3. Link and embed. This is the only way in which content in e-journalism differs structurally from printed matter. It is a substantial advantage because you can show what public sources you use, point people who want to know more in the right direction, and give your audience an idea of what you're writing about. Don't expect too much about it though: if there are no cookies only a paltry few people will actually watch those viddies and click those links. Still, it is an asset because it actually gives e-jounalism a higher degree of transparency than printed journalism - if done well.

4. Don't merely report. This is an advice about art journalism in general. There is only so much you can say about each individual art work and you'll quickly start repeating the same adverbs and metaphors. Plus it's not really interesting to say about each of them, it's good, it's not so good, it's fantastic, it's so so. Even if you give arguments for those judgements you'll end up repeating the same arguments time and again, which will make you look pedantic no matter how hard you try to be open-minded because you have to be consistent all the same. My solution to this has been to write about how particular works and performances represented current developments in the arts at large - giving an introduction to "what is 'contemporary'" by blogging Something Raw, for instance. Even so, I have often felt like a wine-taster when writing about contemporary music - lacking the technical knowledge to give a detailed analysis of the musical structure, there was no other way of describing the music than evocatively and paraphrastically. Which is also one reason why embedding is so important, if the material is available. If you can show it, there is less need to describe it at length.

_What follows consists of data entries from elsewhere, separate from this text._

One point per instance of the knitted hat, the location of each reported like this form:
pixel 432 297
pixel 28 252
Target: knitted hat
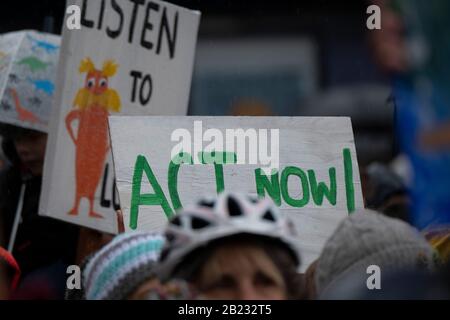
pixel 369 238
pixel 11 263
pixel 121 266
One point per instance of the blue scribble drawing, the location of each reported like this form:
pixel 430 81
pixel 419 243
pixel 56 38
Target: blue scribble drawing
pixel 47 46
pixel 5 106
pixel 14 78
pixel 44 85
pixel 35 101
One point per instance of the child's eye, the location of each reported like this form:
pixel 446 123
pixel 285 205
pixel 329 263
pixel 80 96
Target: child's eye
pixel 264 280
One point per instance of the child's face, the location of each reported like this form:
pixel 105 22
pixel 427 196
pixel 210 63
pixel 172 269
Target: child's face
pixel 31 151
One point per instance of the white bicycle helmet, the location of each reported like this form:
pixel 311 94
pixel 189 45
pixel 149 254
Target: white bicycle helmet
pixel 227 216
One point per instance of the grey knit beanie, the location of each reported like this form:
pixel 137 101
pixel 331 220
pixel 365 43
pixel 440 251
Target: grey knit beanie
pixel 369 238
pixel 122 266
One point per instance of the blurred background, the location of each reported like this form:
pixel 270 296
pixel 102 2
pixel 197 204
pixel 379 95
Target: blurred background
pixel 284 58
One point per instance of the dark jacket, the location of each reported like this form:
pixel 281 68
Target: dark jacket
pixel 40 241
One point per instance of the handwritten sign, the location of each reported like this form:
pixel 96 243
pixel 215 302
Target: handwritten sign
pixel 130 57
pixel 315 180
pixel 28 63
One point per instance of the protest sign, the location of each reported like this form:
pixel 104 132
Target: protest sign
pixel 28 63
pixel 307 165
pixel 130 58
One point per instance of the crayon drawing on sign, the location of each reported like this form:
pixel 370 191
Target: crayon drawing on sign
pixel 44 45
pixel 92 103
pixel 35 64
pixel 22 113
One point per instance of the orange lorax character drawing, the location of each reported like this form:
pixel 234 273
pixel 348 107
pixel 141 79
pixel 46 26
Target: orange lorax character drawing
pixel 92 105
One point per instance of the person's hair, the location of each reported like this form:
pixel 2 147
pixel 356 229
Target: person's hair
pixel 192 266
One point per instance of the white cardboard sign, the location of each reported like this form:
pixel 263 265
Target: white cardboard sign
pixel 130 58
pixel 317 182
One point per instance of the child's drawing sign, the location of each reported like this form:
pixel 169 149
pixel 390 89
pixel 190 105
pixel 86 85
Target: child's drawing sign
pixel 93 103
pixel 27 78
pixel 122 61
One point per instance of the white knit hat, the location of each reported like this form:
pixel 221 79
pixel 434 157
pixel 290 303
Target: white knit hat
pixel 369 238
pixel 122 265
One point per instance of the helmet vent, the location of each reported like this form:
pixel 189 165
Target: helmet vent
pixel 170 237
pixel 268 216
pixel 234 209
pixel 198 223
pixel 176 221
pixel 206 203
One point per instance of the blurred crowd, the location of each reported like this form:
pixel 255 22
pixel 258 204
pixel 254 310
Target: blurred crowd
pixel 230 247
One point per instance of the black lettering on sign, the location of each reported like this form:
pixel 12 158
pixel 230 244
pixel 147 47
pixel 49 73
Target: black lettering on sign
pixel 101 14
pixel 146 90
pixel 84 21
pixel 145 87
pixel 114 200
pixel 137 3
pixel 103 201
pixel 148 25
pixel 114 34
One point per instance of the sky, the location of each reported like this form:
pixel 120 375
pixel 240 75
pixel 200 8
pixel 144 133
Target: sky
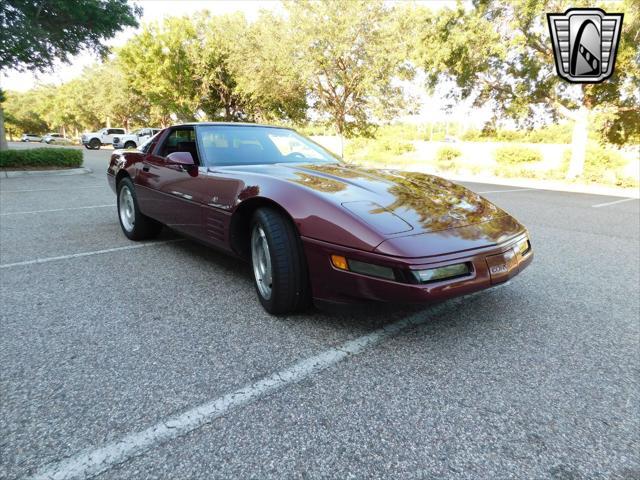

5. Accept your mistakes. In each blog there will be inaccuracies, and every now and then you'll make a mistake so embarassing it makes your eyes bleed. No matter how hard you collect data, you will always find out while writing that you miss one important bit at least. Fortunately, you can correct afterwards. It helps if you're not too particular about your own judgement; and if you want to give a crushing review of something, make sure you get the facts right.

6. Don't be unnecessarily critical. No one is helped with negative judgement if there isn't a more general point to be made from it. If you don't know what to say about something, or if you think it's so-so, don't write about it. There's enough to write about anyhow. Only if criticism is really well-deserved - if the work is pretentious and doesn't live up to its pretensions, or if it could provoke an interesting discussion - it is worth the candle. Good criticism is a conversation-starter. "You suck" is a conversation-stopper.

7. Blogging ain't hip anymore. Half a decade ago, everybody was starting up their own blog. Most of these blogs now lie vacant and rightly so. People are now doing their daily chit-chat on facebook and only the bloggers that are willing to spend a lot of time on quality blogging still can get something out of the medium. The great problem, however, is visibility. E-journalism can only survive if there is a community: facebook friends that read your blog, and websites that repost or link to it. In this respect, e-journals might have a higher viability than blogs because they are better at community building; on the other hand, blogging is a lot more flexible because you can do it on your own at the moment you like.

8. The archive. That is the last main advantage of blogging over printed journalism, and it is also why substantial amounts of newspaper content are cast in a blog format in the online version. What you posted in the past is much easier to retrieve. This is also a reason for posting not too much crap and ad-hoc musings. People must enjoy browsing through your blog.

9. Always re-read before you press 'publish'. And re-read afterwards. On average, I re-edit a text three times after I posted it, no matter how carefully I check beforehand.